In the biography of someone who has had as successful a career as Straczynski, it may seem odd to dwell so extensively upon his childhood home life, teenage angst, and college experiences but the reality is that his years in journalism seem to have inculcated in Straczynski the ability to cut to the real meat of a story, and the real meat of his life story isn't in writing episodes of The Real Ghostbusters or showrunning Murder She Wrote or any of his other professional credits. The meat of his story is in the almost ludicrously horrific childhood, his somewhat desperate dalliance with a moderately lunatic cult, and the revelations about what his grandmother and father were up to during their sojourn in Europe during World War II. That said, while the meat of the story is the terrifying life he led before he managed to essentially cut off all connections with his entire completely fucked up family, the heart of the story is the connection he made with the people he picked up along the way: With Harlan Ellison, who became an almost unwilling mentor, with Larry DiTillio, with whom he worked on a couple of shows, with Andreas Katsulas, Richard Biggs, Jerry Doyle and the other cast members of Babylon 5, many of whom died far too soon, and on and on. These personal recollections, told in often vivid detail, about both the awful family he was born into, and the creative and loving replacement family that he picked up during his adulthood, elevate this autobiography far above a simple recollection of the hows and whys of television and movie productions.

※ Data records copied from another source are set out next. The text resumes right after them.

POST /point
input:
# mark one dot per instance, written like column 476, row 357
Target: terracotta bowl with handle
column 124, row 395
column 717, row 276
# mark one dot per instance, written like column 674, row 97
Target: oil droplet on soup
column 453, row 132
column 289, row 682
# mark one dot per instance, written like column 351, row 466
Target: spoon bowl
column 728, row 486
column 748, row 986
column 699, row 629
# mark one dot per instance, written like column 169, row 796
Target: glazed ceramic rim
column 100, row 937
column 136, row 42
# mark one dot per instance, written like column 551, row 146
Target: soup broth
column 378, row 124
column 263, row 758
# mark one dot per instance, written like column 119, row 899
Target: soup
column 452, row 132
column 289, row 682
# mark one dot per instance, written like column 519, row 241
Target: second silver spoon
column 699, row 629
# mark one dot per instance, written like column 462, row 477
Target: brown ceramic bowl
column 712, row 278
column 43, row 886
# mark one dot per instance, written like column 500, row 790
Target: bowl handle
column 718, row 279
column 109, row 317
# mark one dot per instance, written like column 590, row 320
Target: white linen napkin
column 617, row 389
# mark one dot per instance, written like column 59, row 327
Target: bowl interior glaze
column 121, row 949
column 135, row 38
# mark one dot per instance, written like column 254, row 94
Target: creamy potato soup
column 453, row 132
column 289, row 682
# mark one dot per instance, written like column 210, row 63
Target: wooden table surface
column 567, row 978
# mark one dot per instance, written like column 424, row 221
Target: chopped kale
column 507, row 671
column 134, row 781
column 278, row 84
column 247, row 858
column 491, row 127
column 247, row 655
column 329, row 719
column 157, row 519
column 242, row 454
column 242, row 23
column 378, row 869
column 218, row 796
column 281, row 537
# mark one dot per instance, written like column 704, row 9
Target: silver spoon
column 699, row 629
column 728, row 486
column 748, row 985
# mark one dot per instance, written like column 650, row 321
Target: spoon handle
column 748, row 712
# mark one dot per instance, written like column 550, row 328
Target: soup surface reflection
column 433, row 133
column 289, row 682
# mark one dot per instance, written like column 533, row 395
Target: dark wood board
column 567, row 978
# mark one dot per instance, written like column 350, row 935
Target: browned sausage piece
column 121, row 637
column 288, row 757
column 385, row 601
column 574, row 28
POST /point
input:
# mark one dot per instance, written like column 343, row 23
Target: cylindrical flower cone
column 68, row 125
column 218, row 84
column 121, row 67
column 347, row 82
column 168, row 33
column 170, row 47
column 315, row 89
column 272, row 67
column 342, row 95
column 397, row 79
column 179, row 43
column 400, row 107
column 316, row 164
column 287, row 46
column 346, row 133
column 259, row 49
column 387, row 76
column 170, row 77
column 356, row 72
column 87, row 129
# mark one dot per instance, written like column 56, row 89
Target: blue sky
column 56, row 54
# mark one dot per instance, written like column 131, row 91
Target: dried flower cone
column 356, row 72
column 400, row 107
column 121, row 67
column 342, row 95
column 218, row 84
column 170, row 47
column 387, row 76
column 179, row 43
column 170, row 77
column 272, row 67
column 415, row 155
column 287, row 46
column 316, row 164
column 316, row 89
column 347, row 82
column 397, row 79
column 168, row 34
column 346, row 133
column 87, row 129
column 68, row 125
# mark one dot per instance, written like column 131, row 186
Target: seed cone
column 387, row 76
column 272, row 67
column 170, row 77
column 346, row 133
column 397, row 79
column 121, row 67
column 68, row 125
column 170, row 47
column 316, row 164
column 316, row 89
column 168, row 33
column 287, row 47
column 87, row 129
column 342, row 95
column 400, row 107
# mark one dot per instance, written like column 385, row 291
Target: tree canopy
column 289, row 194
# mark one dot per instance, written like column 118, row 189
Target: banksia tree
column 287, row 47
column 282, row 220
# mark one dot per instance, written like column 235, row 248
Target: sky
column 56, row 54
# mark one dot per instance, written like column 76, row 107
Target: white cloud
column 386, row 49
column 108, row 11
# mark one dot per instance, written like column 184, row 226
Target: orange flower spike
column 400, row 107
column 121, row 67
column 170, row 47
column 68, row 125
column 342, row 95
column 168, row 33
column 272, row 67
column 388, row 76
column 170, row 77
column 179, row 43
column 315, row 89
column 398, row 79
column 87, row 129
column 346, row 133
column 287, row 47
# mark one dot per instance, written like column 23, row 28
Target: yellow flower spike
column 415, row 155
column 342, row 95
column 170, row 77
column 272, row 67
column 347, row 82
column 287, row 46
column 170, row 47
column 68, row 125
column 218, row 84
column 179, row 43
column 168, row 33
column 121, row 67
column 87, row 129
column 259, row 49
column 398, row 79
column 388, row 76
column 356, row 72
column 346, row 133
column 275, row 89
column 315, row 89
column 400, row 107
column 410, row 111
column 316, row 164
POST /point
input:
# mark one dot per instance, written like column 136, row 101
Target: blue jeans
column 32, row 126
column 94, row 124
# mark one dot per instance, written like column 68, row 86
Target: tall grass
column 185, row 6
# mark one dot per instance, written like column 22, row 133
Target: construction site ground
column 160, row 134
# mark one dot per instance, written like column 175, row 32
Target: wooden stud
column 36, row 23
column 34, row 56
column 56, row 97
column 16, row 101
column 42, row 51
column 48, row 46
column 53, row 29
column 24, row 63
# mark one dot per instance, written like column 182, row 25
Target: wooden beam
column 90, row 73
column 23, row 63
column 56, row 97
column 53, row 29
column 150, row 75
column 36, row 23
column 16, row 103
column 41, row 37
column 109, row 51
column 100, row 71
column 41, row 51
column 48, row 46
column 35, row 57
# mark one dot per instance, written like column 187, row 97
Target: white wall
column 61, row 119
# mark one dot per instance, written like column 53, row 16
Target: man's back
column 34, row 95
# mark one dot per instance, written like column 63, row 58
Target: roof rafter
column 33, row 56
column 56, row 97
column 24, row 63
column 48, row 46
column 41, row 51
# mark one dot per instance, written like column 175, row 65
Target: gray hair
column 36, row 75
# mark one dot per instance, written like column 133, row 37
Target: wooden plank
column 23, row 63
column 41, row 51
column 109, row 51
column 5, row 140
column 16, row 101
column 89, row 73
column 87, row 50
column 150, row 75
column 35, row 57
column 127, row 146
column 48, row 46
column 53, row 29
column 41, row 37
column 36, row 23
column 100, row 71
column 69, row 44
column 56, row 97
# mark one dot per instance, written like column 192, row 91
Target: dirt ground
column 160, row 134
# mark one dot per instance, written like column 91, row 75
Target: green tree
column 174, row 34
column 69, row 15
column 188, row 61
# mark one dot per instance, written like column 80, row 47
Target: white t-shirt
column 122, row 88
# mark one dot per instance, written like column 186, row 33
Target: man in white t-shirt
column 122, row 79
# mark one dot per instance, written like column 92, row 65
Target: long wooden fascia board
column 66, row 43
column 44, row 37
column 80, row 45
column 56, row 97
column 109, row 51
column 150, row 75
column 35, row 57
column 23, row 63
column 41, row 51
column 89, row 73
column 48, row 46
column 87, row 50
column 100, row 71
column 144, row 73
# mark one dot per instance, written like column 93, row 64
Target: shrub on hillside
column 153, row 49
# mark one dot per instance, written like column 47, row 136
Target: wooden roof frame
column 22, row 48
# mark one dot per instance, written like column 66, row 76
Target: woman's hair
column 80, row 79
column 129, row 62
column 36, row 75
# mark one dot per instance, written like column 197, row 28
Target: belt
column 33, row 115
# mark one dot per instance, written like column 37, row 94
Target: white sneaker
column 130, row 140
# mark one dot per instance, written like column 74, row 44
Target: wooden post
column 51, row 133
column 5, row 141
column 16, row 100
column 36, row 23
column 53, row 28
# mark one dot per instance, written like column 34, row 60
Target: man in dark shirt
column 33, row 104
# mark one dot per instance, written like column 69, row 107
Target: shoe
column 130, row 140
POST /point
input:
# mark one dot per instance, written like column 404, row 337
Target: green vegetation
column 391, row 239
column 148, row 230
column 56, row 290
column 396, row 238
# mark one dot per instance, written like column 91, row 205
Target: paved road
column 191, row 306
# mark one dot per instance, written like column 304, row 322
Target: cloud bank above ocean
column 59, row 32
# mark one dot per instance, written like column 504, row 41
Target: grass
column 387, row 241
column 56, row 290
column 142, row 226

The title of the book is a metaphor, derived from Straczynski's childhood love for Superman, who, along with a collection of other comic book figures, seem to have filled in as surrogate parents for a boy who was comprehensively failed by everyone around him. The subtitle is My Journey from Poverty to Hollywood, with Stops Along the Way at Murder, Madness, Mayhem, Movie Stars, Cults, Slums, Sociopaths, and War Crimes, and every single one of those elements is part of the story that led Straczynski from living in barely heated tenements and eating food that had all but spoiled to being a successful writer with careers in journalism, screenwriting, novel-writing, and comic book writing As he states late in the book, the life story told in the book is so improbable that if you wrote it as fiction, it would never get published. The end result is story that is as unbelievable as it is true, and well-worth reading.